Make a batter, at night, of a pint of water or milk, a teaspoonful of salt, and half a teacupful of yeast; in the morning, add to it one tea-cupful of thick, sour milk, two eggs well beaten, a level tablespoonful of melted butter, a level teaspoonful of soda and flour enough to make the consistency of pan-cake batter; let stand twenty minutes, then bake.
This is a convenient way, when making sponge for bread over night, using some of the sponge.
Three cups of flour, one teaspoonful of salt, three teaspoonfuls of baking powder sifted together; beat three eggs and add to three cupfuls of sweet milk, also a tablespoonful of melted butter; mix all into a smooth batter, as thick as will run in a stream from the lips of a pitcher. Bake on a well-greased, hot griddle, a nice light brown.
Make a batter of a quart of sour milk and as much sifted flour as is needed to thicken so that it will run from the dish; add two well-beaten eggs, a teaspoonful of salt, a tablespoonful of melted butter, and a level teaspoonful of soda dissolved in a little milk or cold water, added last; then bake on a hot griddle, well greased, brown on both sides
Stir into one quart of boiling milk three cups of corn meal; after it cools add one cup of white flour, a teaspoonful of salt and three table-spoonfuls of home-made yeast. Mix this over night. In the morning add one tablespoonful of melted butter or lard, two beaten eggs and a teaspoonful of soda dissolved in a little water.
This batter should stand a few minutes, after adding the butter and soda, that it should have time to rise a little; in the meantime the griddle could be heating. Take a small stick like a good-sized skewer, wind a bit of cloth around the end of it, fasten it by winding a piece of thread around that and tying it firm. Melt together a tablespoonful of butter and lard. Grease the griddle with this. Between each batch of cakes, wipe the griddle off with a clean paper or cloth and grease afresh. Put the cakes on by spoonfuls, or pour them carefully from a pitcher, trying to get them as near the same size as possible. As soon as they begin to bubble all over turn them, and cook on the other side till they stop puffing. The second lot always cooks better than the first, as the griddle becomes evenly heated.

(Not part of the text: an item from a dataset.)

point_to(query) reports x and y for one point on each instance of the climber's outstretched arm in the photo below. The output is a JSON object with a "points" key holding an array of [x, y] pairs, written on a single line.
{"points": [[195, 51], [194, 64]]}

Scald two cups of sifted meal, mix with a cup of wheat flour and a teaspoonful of salt. Add three well-beaten eggs; thin the whole with sour milk enough to make it the right consistency. Beat the whole till very light and add a teaspoonful of baking soda dissolved in a little water. If you use sweet milk, use two large teaspoonfuls of baking powder instead of soda.
One quart of Graham flour, half a pint of Indian meal, one gill of yeast, a teaspoonful of salt; mix the flour and meal, pour on enough warm water to make batter rather thicker than that for buckwheat cakes, add the yeast, and when light bake on griddle not too hot.